Grilled Sea Bream, Cauliflower, and Grenade Dressing
Provencal cuisine is heavily influenced by the Mediterranean, and as such, sea bream is a popular seafood, and considered one of the tastiest fish. This particular recipe comes from the kitchen of our Chateau de Berne Provence cooking classes.
This particular recipe also combines other ingredients that are popular in Provence, depending on the season, including lemons, cauliflower, and grenades (better known in the States as pomegranates!) Recreate this dish at home, and share your photos over on our Facebook page!
- 3 Sea Breams (600-800 grams)
- 3 lemons
- 2 grenades (pomegranates)
- 1 bunch of parsley
- 1 head of cauliflower
- Olive oil
By The International Kitchen
1. Scale the fish, trim it, and chop off the head.
2. Filet the fish following the central bone.
3. Remove the bones with fish tweezers and set aside in the fridge.
4. Next, it’s time to cook the cauliflower. First, keep a cauliflower stem for each plate to slice on the mandoline as a garnish. Chop the rest of the cauliflower into regular pieces and cook it in half milk, half water with salt. Once cooked, strain it and blend it to make a thin purée. Set aside in a hot place.
5. Start making the dressing by cutting the lemon into supreme and then dice and peel into a brunoise.

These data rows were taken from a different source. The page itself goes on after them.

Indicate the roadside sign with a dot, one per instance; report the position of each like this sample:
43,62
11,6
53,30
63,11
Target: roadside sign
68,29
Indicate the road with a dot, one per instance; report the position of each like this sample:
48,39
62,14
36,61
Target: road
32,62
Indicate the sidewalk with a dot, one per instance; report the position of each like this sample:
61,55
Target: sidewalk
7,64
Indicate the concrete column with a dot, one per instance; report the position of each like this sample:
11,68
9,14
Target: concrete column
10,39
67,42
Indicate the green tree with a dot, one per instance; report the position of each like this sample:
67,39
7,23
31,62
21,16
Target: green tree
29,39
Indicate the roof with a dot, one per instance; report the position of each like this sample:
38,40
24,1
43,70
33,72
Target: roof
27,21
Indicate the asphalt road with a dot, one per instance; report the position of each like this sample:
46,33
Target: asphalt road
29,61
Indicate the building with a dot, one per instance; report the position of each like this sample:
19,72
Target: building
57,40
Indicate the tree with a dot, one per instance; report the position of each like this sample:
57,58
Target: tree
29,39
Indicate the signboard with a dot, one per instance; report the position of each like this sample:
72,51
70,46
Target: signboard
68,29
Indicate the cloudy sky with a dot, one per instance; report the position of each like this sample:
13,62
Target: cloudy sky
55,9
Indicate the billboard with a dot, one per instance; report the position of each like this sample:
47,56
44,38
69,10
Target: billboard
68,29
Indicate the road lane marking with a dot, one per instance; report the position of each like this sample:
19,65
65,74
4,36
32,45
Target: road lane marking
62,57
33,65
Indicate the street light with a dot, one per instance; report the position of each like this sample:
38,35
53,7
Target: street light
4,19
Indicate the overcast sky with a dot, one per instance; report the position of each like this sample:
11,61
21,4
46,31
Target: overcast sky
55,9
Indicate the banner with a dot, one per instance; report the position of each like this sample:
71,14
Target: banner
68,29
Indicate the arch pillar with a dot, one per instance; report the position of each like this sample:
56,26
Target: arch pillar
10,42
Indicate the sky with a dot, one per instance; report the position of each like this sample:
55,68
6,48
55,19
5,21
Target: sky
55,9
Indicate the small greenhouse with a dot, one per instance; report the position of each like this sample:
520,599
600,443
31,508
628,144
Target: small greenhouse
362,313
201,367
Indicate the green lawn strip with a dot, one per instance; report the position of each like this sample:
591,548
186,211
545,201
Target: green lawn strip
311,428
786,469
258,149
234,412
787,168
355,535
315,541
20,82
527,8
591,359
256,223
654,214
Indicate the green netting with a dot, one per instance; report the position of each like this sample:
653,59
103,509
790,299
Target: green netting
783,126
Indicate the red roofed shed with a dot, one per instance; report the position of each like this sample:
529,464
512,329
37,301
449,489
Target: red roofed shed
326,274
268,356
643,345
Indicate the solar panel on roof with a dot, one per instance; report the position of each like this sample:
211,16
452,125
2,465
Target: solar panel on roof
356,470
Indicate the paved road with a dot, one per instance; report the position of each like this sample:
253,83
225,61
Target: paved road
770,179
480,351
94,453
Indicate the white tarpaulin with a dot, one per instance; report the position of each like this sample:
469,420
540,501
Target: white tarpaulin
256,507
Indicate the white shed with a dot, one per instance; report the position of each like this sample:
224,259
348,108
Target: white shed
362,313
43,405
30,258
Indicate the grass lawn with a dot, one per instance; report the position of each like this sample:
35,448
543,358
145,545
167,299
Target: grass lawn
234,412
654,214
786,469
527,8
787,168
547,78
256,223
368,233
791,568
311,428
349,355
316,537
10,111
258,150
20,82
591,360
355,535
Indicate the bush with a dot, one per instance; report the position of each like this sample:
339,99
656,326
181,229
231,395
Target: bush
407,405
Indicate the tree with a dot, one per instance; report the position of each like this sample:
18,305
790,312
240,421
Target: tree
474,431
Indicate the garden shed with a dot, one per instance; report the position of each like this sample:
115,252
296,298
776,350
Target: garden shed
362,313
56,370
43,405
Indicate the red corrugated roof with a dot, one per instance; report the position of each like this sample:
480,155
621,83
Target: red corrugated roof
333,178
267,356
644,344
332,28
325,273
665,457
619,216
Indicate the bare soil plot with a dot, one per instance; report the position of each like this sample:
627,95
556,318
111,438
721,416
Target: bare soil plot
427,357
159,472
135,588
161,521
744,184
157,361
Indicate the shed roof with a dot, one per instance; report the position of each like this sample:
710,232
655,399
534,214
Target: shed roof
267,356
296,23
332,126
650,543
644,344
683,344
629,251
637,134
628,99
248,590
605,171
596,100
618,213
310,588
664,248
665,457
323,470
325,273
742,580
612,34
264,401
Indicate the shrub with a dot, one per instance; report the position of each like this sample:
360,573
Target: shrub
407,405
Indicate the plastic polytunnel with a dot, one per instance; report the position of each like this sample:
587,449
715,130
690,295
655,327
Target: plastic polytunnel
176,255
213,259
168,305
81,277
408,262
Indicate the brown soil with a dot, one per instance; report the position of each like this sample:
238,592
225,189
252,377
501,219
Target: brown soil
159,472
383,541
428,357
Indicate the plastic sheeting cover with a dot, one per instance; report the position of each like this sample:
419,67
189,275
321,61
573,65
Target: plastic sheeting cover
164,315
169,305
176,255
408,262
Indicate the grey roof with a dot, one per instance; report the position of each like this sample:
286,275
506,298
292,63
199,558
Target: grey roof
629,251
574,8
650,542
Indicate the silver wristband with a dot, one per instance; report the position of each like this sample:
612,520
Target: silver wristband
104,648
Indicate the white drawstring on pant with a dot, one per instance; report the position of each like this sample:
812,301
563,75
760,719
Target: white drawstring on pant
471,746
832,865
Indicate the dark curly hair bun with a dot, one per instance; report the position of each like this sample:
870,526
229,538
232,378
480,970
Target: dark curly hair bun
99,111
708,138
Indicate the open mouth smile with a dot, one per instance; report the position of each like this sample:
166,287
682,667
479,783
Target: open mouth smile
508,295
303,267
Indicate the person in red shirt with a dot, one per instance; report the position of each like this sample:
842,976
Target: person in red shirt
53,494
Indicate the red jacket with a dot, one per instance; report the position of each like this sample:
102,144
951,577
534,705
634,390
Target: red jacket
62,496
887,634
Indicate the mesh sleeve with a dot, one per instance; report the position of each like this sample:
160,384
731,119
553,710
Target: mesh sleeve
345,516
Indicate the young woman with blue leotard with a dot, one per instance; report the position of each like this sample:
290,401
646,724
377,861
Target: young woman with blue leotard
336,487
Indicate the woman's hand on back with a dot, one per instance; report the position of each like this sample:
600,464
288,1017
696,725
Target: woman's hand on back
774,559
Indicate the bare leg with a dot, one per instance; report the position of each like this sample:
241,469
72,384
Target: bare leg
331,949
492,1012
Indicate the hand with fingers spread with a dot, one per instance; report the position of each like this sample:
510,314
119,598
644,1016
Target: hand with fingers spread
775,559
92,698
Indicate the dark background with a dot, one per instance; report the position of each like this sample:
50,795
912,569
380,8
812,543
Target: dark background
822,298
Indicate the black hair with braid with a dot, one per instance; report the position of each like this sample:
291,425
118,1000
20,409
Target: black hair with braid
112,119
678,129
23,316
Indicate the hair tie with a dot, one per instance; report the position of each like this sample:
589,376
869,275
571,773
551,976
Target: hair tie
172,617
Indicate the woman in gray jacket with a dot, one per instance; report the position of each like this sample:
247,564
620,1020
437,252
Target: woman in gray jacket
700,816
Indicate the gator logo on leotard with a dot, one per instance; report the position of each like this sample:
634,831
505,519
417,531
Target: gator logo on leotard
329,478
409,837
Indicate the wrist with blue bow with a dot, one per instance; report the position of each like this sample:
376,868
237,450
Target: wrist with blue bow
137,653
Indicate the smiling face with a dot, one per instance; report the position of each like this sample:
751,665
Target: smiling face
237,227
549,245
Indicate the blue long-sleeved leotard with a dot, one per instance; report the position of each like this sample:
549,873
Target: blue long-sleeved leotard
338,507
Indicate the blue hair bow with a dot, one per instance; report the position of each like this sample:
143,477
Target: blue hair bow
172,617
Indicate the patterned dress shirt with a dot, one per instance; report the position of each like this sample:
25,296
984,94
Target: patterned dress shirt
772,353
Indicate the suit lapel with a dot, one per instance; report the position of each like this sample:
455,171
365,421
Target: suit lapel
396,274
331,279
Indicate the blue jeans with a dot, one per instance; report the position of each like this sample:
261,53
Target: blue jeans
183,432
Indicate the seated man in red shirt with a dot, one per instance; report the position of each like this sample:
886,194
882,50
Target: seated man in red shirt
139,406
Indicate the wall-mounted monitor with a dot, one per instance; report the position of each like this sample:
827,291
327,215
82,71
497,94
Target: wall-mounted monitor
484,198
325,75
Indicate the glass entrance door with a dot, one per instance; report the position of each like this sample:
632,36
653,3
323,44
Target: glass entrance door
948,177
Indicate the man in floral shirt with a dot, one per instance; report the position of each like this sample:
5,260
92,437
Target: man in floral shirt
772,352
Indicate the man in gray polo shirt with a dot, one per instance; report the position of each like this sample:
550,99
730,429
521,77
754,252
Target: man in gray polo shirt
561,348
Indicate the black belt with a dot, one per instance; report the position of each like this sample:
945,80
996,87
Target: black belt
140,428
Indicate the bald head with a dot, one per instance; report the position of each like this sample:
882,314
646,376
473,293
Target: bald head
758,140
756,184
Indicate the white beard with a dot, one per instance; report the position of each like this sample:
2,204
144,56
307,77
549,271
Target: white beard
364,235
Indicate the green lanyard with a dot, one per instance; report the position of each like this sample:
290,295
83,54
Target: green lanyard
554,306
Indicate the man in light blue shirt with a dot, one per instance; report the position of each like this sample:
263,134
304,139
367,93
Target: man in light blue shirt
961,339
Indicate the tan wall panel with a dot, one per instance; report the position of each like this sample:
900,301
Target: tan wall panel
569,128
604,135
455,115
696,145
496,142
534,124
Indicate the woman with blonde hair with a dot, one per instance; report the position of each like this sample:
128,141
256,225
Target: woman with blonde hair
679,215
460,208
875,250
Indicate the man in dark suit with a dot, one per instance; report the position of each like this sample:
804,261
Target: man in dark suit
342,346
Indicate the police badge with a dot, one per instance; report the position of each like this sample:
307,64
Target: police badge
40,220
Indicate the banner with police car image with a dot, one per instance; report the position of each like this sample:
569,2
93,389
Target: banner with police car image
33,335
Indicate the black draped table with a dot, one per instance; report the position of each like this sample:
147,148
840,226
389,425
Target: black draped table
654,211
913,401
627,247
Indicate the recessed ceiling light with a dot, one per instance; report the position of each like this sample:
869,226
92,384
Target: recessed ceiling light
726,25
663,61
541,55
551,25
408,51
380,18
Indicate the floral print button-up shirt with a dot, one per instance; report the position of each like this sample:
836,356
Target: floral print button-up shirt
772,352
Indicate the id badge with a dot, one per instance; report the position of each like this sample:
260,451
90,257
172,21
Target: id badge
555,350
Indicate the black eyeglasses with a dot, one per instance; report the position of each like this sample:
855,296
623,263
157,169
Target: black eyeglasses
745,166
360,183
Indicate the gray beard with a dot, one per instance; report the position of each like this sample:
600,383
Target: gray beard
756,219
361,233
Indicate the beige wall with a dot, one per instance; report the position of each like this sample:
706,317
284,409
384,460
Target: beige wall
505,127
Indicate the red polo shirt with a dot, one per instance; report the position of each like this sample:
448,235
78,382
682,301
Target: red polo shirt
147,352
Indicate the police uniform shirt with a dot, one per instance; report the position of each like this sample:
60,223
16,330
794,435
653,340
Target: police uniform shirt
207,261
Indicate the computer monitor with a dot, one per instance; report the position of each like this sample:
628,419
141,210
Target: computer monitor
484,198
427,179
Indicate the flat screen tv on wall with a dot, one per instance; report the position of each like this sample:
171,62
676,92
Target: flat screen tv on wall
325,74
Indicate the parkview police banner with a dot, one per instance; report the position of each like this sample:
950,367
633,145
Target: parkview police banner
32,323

6. Cut the grenade (pomegranate) into two and remove the seeds.
7. Chop the parsley.
8. Mix all the ingredients together in a pot and cover just with olive oil. To this, add salt & pepper. Warm it up a bit.
9. Cook the sea bream in a very hot non stick pan. Start with the skin side first then turn it up side down.
10. Plate the dish, by putting a spoonful of hot cauliflower purée in the middle of a hot plate, top with the fish, cover with the row sliced cauliflower and the dressing.